Roy Gilmour, 61, of Tullymore Park in Ballymena, was jailed for three months after pleading guilty to the assault, which occurred after the victim accidentally hit him with his walker.

A judge at Ballymena Magistrates’ Court described Gilmour’s actions as “unthinkable” and added: “I am not sure that Mr Swann wants his name associated with the accused.”

District Judge Nigel Broderick heard the UUP North Antrim MLA granted the referral for the accused without knowing the full background of what happened.

The UUP was asked for an opinion.

The court heard the attack took place on November 25 last year in Wellington Street.

The victim was described as a 63-year-old man who is registered blind with only 10-15% vision and uses a walker for mobility.

He was walking down the street when he came across Gilmour and his disabled son, who also has poor eyesight.

The court heard how Gilmour reacted angrily by punching his victim three times in the face and then kicking him, sustaining injuries to the disabled man’s nose and cheeks.

During police questioning, Gilmour claimed he acted in self-defence – a claim the judge rejected because the incident was caught on mobile phone footage.

Defense barrister Grant Powles said he accepted and that Gilmour was “remorseful” that his behavior had erupted as a result of the “descending red mist”.

The judge sentenced Gilmour and described the incident as “shocking”. He said that while he accepts that caring for a disabled child can be stressful, “there is no excuse or justification for attacking this man”.

Although he served prison time, Gilmour was released on bail following a defense motion pending an appeal of the sentence.

Mr Swann’s letter comes after a UUP election candidate was criticized for a court referral for a man jailed for assaulting his ex-wife.

In the letter, Brian Kerr, who will be elected to Antrim and Newtownabbey City Council in May, said Thompson Beckett had made a “positive difference to the community” during the Covid crisis.

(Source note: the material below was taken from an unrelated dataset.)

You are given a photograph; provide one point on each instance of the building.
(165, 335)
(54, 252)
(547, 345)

Women’s Aid said the letter should not have been provided, but Kerr said it “provides statements of fact, not statements of support”.

Earlier this year it emerged that a DUP MP had written a court letter to a Tory MP accused of sexually assaulting children in support of his bid to silence the press.

Jim Shannon asked the court to keep secret the identity of Imran Ahmad Khan, who was later convicted of sexually assaulting a 15-year-old boy.

In his handwritten letter on House of Commons paper, he warned that Khan could face a “clear and real threat” because of his Islamic religion.

Strangford’s MP later said he was “unaware” of the charges Khan was facing when he wrote the letter and said he believed it was a bullying complaint.

Khan, 49, denied groping the teenager at a party in Staffordshire in January 2008, but was found guilty after a trial. He has since resigned as Wakefield MP and been expelled from the Conservative Party.